Experiment shows when using the specific dyestuff of double-strandednucleic acid, for example when intercalative dye such as SYBR Green 1, comprises the shape that internal reference does not change signal curve.This means that those of ordinary skills can use the contrast target sequence to guarantee PCR efficient, use the concentration of coming only to measure by the signal correction of contrast probe generation target nucleic acid from the signal of dyestuff simultaneously.

Claims

1. monitor the method for the amplification of one or more target nucleic acids, it may further comprise the steps:

I. make described one or more target nucleic acid sex change;

Iii. extend described annealed forward and reverse primer;

2. according to the method for claim 1, it may further comprise the steps:

I. make described one or more target nucleic acid sex change;

Iii. extend described annealed forward and reverse primer;

3. according to the method for claim 2, it may further comprise the steps:

I. make described one or more target nucleic acid sex change;

Iii. extend described annealed forward and reverse primer;

4. according to the method for claim 2 or 3, wherein the concentration of the target nucleic acid sequence that increases in the working sample comprises the record working curve, and described working curve carries out obtaining the method for claim 2 or 3 from utilizing the known target nucleic acid sequence of determining concentration.

5. according to method any in the claim 2 to 4,, then detect hybridization if wherein the concentration of the target nucleic acid sequence that increases in the working sample shows that the concentration of the target nucleic acid of amplification has been increased to and is higher than the detectability that detects hybridization.

6. according to the method for claim 5,, then detect hybridization if wherein the concentration of the target nucleic acid sequence that increases in the working sample shows that the concentration of the target nucleic acid of amplification has been increased to and is higher than at least 50 pM.

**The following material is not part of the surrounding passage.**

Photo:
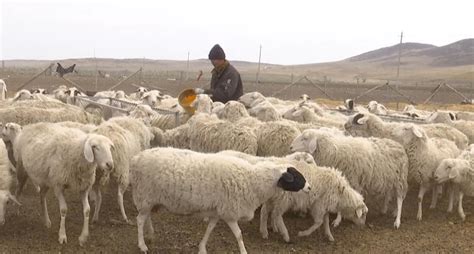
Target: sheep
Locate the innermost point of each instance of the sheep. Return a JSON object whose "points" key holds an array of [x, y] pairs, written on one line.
{"points": [[233, 111], [370, 125], [424, 156], [466, 127], [209, 134], [460, 172], [5, 183], [241, 189], [360, 161], [304, 114], [151, 98], [26, 115], [260, 107], [141, 132], [177, 137], [3, 90], [332, 194], [59, 158], [377, 108], [466, 116], [125, 146], [60, 93]]}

7. according to method any in the claim 3 to 6, wherein said contrast probe comprises at least two different fluorescent markers.

8. according to the method for claim 7, the fluorescent marker of contrast probe with at least two different fluorescent markers selected so that its can be detected by FRET (fluorescence resonance energy transfer).

9. method according to Claim 8, the contrast probe that wherein has at least two different fluorescent markers is selected so that its polysaccharase that is used in polymerase chain reaction degraded.

10. according to the method for claim 9, wherein said contrast probe is the Taqman probe.

11. according to method any in the claim 3 to 6, wherein said contrast probe comprises at least one fluorescent marker and a quencher marker.

12. according to the method for claim 11, wherein said contrast probe is selected from scorpion shape primer, lux primer molecule beacon or Taqman probe.

13. according to method any in the claim 1 to 12, wherein said substrate is the array of trapping nucleic acids probe.

14., wherein measure the concentration that hybridizes to the target nucleic acid on the capture probe and use confocal laser microscope evanescent wave method to finish according to method any in the claim 1 to 13.

15. according to method any in the claim 1 to 3, wherein said capture probe is with the fluorescent mark substance markers so that in case can be specifically be attached on the crossbred of target nucleic acid and capture probe in conjunction with the dyestuff of double-strandednucleic acid, and this marker can experience the FRET that uses described dyestuff.